From the dalal, product moves to a district-level wholesaler, typically compressed into bricks wrapped in newspaper and plastic and then to inter-state carriers.[citation needed] In the Dooars and Cooch Behar belt this stage frequently overlaps with the Bangladesh-bound smuggling tier; in the Bankura-Purulia belt it overlaps with the Jharkhand carriers; in Murshidabad and Nadia it overlaps with cattle, phensedyl and yaba flows, with carriers often handling multiple commodities in the same run.[citation needed]

Three transport modes dominate. Rail freight by passenger train is the most visible, with regular movement on the Northbound and Kolkata-bound services concealed in luggage, vegetable sacks, false-bottom suitcases and gas cylinders. Bardhaman in particular functions as a chokepoint where multiple long-distance services from Bihar, Assam and the north Bengal districts feed into the Howrah and Sealdah terminals;[citation needed] a Bardhaman Railway Protection Force seizure of 54.21 kg from the down North Bengal Express, originating in Dinhata in Cooch Behar with an estimated market value of Rs 5.5 lakh and six persons arrested, is illustrative.[53] A March 2024 Howrah RPF seizure of 65 kg from two women bound for Hajipur in Bihar, with the consignment having arrived from Ganjam district in Odisha by bus, captures the rail-bus interchange role of Howrah.[54]
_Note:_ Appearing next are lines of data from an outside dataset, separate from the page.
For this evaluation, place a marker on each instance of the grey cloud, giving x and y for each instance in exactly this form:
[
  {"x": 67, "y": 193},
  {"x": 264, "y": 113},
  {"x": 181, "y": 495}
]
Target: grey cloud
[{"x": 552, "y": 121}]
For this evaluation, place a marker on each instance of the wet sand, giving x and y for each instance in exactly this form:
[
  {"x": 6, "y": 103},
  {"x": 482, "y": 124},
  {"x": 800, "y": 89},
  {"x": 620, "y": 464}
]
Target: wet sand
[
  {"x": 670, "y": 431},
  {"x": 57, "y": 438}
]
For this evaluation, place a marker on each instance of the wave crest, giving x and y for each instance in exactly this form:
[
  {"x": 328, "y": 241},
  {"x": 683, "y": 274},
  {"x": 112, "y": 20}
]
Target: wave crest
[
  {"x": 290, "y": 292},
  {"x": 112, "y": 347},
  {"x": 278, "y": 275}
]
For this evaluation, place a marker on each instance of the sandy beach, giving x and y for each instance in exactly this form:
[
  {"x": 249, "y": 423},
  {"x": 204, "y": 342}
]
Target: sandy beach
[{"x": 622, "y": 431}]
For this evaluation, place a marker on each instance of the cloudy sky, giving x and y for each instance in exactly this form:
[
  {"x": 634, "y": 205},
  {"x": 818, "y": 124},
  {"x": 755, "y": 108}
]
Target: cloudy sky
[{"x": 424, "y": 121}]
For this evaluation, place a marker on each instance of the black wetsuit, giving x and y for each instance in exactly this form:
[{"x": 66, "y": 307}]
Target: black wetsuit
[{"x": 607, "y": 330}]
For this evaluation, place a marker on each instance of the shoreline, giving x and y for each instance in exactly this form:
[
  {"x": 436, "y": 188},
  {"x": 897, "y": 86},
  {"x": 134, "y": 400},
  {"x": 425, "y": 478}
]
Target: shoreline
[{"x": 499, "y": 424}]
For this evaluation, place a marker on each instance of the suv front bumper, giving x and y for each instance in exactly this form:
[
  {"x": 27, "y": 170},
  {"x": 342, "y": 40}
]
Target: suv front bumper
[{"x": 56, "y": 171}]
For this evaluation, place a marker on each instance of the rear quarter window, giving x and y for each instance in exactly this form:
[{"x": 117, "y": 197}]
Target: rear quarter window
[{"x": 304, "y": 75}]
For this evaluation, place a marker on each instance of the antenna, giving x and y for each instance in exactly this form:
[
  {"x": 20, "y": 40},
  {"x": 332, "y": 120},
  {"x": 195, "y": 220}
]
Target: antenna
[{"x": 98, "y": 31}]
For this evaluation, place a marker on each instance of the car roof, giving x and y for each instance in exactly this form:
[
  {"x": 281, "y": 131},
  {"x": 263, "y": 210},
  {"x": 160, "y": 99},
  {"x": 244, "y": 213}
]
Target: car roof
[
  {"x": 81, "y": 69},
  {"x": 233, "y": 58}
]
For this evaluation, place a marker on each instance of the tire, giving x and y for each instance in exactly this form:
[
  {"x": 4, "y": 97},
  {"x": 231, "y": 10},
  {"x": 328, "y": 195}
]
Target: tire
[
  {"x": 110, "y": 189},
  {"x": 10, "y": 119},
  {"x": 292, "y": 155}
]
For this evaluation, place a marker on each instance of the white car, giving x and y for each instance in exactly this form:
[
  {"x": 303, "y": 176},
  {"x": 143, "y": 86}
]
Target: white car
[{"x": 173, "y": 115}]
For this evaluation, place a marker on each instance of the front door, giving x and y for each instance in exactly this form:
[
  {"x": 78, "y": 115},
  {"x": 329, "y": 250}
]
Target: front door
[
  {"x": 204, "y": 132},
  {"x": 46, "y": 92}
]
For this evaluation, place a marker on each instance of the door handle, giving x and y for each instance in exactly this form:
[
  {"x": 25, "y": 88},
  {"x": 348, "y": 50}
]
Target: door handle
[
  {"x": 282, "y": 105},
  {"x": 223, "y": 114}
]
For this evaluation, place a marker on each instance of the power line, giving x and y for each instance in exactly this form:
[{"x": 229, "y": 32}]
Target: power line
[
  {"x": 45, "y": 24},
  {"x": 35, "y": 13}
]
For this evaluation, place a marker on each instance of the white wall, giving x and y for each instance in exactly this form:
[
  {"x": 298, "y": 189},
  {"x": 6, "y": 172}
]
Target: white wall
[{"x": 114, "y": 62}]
Road freight by truck and passenger bus carries the largest volumes between Odisha and West Bengal and between West Bengal and Bihar or Jharkhand. A Birbhum Police seizure of approximately 615 kg from a single vehicle at Chartala More on the Mayureshwar-Ahmedpur road, being moved from Malda via Birbhum towards Durgapur and onward to Jharkhand and Bihar, illustrates the long-distance road tier and the through-state transit pattern.[55] Asansol North Police Station seizures of around 11 kg from a Ranchi-Asansol bus at Jubili More and approximately 10 kg from another Jharkhand-bound bus the same week, recorded during election-period naka checking in March 2026, illustrate the regular smaller-volume bus tier.[56]

River and creek transport in the Sundarbans and along the Padma-Bhagirathi systems carries cannabis alongside cattle, phensedyl and yaba.[citation needed] Motorcycle couriers operate the last-mile within Kolkata, Howrah, Siliguri and Asansol-Durgapur.[citation needed] Concealment includes packaging inside vegetable sacks; the Narcotics Control Bureau Kolkata Zonal Unit's March 2022 seizure of 400 kg worth Rs 24 lakh from an Odisha-to-West Bengal load found product hidden inside vegetables, with the NCB statement noting that the consignors "were supplying it after hiding the Ganja inside vegetables."[57] A separate NCB Kolkata Zonal Unit case against a 357 kg consignment from Ganjam, Odisha established the principal source-to-destination map for the Kolkata urban market.[58]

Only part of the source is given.